The study has certain limitations, including inadequate representation from all continents, including Asian countries such as China and Russia and certain African countries. In addition, since this was a general global survey, we needed to understand and analyze all systems in individual countries. Selection bias was one of the limitations as we only chose physicians with whom the USMIRC committee has a connection. This approach ensures the quality and relevance of the data collected. To enhance survey response rates from oncologists worldwide in the future, we recommend the following strategies: Partnering with oncology associations, offering ethical incentives, using a variety of communication channels, ensuring that surveys are mobile-friendly, avoiding distribution during busy periods or major conferences, and using gentle reminders for follow-up requests. The survey lacks validation because it does not specify the line of treatment for which the drug is available. This is crucial because there is significant variability in drug access depending on the line of treatment.
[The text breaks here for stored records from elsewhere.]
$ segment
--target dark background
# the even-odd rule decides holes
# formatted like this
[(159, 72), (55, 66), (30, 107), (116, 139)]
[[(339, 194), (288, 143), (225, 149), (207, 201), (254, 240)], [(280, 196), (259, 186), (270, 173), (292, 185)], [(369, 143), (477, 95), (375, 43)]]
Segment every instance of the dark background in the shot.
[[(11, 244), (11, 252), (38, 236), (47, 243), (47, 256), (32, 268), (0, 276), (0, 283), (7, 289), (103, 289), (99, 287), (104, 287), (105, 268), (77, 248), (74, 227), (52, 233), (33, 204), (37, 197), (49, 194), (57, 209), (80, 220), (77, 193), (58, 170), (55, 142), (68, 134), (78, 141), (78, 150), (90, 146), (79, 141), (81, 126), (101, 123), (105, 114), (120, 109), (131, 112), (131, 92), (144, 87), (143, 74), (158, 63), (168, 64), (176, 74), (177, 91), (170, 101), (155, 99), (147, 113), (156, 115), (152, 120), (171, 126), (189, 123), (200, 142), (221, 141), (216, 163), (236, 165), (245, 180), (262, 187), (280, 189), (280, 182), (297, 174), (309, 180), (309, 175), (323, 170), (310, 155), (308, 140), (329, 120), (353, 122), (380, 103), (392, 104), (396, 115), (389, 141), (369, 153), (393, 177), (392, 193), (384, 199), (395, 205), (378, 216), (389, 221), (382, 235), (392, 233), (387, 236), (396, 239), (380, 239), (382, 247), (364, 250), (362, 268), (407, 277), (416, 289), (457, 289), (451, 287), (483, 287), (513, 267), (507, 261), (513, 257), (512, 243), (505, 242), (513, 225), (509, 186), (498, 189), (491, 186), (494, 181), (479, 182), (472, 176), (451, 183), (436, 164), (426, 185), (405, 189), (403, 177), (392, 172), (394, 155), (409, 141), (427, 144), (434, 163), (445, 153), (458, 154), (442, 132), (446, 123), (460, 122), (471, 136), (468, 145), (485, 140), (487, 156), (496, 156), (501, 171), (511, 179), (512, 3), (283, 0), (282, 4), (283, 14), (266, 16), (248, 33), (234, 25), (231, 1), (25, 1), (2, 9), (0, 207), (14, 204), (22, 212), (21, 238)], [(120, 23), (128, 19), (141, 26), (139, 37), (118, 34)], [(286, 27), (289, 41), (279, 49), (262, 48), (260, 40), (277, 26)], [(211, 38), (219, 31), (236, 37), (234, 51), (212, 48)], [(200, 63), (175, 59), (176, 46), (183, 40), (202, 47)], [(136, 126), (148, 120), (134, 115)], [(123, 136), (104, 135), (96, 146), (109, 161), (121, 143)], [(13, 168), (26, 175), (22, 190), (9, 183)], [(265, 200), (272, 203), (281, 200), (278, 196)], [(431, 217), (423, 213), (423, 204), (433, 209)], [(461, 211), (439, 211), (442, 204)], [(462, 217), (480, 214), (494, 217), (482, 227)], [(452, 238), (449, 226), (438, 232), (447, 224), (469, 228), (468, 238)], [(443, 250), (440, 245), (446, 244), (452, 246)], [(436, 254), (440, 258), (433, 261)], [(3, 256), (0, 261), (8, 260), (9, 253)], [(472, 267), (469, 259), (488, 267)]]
Moreover, the survey lacked participation from health care system administrators and regulatory agencies in various countries. The experience levels of the H/Os surveyed were vastly diverse, with many not specializing in plasma cell disorders. Thus, the survey did not account for participant variability.

Another bias of this study is that, by design, it depended on estimates of the size of problems by the surveyed H/Os rather than the actual number of treatments.

In conclusion, this survey highlights that access to innovative treatments for MM remains a global issue. The primary barriers to accessing myeloma therapies include the financial burden faced by patients and health care systems coupled with the lack of approval from regulatory agencies. This survey established partnerships with health care organizations, international agencies, governments, regulatory bodies, policymakers, and industry partners to develop effective strategies for improving access to emerging therapies.